From Yahoo News, November 19, 2015:

“We’re going to have to do things that we never did before. And some people are going to be upset about it, but I think that now everybody is feeling that security is going to rule,” Trump said. “And certain things will be done that we never thought would happen in this country in terms of information and learning about the enemy. And so we’re going to have to do certain things that were frankly unthinkable a year ago.”
Yahoo News asked Trump whether this level of tracking might require registering Jews in a database or giving them a form of special identification that noted their religion. He wouldn’t rule it out.
“We’re going to have to — we’re going to have to look at a lot of things very closely,” Trump said when presented with the idea. “We’re going to have to look at the synagogues. We’re going to have to look very, very carefully.”

Hahahaha, of course he didn’t actually say that, that would be unthinkable. I changed exactly two words in the above paragraphs — “Muslims” to “Jews” and “mosques” to “synagogues.” But you don’t have to change the words to hear the music: the current frontrunner for the Republican Party’s presidential ticket recommends targeting houses of worship and identifying people by their religious affiliation. Wonder what kind of bulk rate a savvy businessman like Donald Trump could get on yellow stars?

Trump’s comments come at the end of a very bad week for students of world history, the Constitution, and, I dunno, decency? In an attempt to look tough and promote an image of hard-ass action-takers, politicians around the country have used the terrorist attacks in Paris as license to dust off their old post-9/11 anti-Islamic rhetoric, coupling it with the ongoing effort to demonize Syrian refugees who are trying to escape their brutal government and, um, radical Islam.

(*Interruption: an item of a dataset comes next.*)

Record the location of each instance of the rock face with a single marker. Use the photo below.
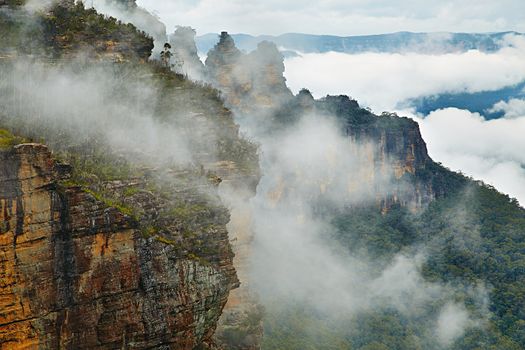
(186, 54)
(248, 80)
(77, 274)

Again, the dots aren’t that hard to connect. In all likelihood, you’ve seen them on your Facebook wall: the one comparing Syrian refugees to the Pilgrims (just in time for Thanksgiving!), the one comparing Syrian refugees to Joseph and Mary (just in time for Christmas!), the one comparing the likelihood of acts of terror by Muslims to acts of terror from heavily armed “Christian” white men (just in time for the next mass shooting, which should be any minute now).

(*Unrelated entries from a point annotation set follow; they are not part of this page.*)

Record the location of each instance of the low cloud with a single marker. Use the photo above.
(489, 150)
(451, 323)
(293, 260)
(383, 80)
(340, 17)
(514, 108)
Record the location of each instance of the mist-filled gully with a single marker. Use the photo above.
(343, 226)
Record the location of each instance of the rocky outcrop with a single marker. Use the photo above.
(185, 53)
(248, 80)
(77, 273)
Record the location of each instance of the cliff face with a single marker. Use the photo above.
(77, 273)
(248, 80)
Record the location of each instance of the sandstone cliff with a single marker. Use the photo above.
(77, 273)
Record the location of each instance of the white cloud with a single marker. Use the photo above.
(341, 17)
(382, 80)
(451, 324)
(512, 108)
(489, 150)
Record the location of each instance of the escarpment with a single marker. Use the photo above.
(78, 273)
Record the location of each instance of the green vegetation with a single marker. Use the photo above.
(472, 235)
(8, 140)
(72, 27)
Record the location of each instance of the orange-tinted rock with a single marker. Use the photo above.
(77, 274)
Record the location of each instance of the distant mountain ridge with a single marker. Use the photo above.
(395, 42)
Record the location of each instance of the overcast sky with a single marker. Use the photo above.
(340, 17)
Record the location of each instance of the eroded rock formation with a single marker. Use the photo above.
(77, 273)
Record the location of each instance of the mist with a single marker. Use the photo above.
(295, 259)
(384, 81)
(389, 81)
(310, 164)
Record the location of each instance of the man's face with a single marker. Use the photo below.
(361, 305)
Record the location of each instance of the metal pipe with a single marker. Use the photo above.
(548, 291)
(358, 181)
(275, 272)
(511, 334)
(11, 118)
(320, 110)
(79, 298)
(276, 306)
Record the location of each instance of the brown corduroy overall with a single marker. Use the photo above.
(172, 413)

But the most worrisome is this one:

Noted by the Twitter account Historical Opinion and verified by the Washington Post, these are the results of a Fortune magazine poll from July 1938, in which two-thirds of Americans’ response to the possible influx of political refugees fleeing Nazi Germany was, “We should try to keep them out.” Now, as the Post points out, this was before Kristallnacht, the “night of broken glass,” a targeted wave of anti-Jewish terrorism in Germany and Nazi-controlled areas of Austria and Czechoslovakia. But when Gallup polled Americans shortly after those events and asked if we should take in German Jewish refugee children, 61% said no. “The fact is that we need for appropriate vetting,” said New Jersey governor A. Henry Moore, “And I don’t think orphans under five should be admitted into the United States at this point. They have no family here, how are we gonna care for these folks?”

Oh no, wait, sorry, that quote was current New Jersey governor Chris Christie, coming out hard against baby and toddler orphans. (Remember when he was gonna be one of the sane candidates?)

We’re through the looking glass on this one. It’s not just that governor and mayors (across the political spectrum) are having a dick-measuring contest over who can take the toughest stance against refugees fleeing persecution; it’s that they’re actually invoking the interment of Japanese Americans after Pearl Harbor, as if that were something we should replicate. It’s not just that candidates are suggesting religious tests for refugees; it’s that they’re comparing those who would fail such a test to “rabid dogs.” And that kind of charged imagery is all over the place — witness a weekend Daily Mail cartoon comparing refugees to rats, an analogy that was a chilling cornerstone of Nazi propaganda.

The cognitive dissonance is infuriating. The same hardcore conservatives who will scream from the top of the steeple about a “War on Christianity” every time a Wal-Mart employee says “happy holidays” will gleefully declare war on another faith; one in four Republican primary voters are in favor of the Trump-floated notion of “shutting down all mosques in the United States,” according to the latest data from Public Policy Polling. These are the same people who’ve lifted Trump into the lead of the race; this is the man who represents them, who speaks to their values.

And credit where due: he knows his audience, and he plays the hits they wanna hear. This is an electorate that will thump the Constitution as hard as the Bible, screaming about their liberty and their freedom, while willfully ignoring the very first phrase of the First Amendment. The establishment and free exercise of religion, they would argue, should not extend to those who practice the fourth-largest faith in the country — instead, their houses of worship should be shuttered, and they should be identified and tagged, so the rest of us know who they are.

And yet, somehow, these are the voters who have been running around painting Hitler mustaches on people for the past seven years.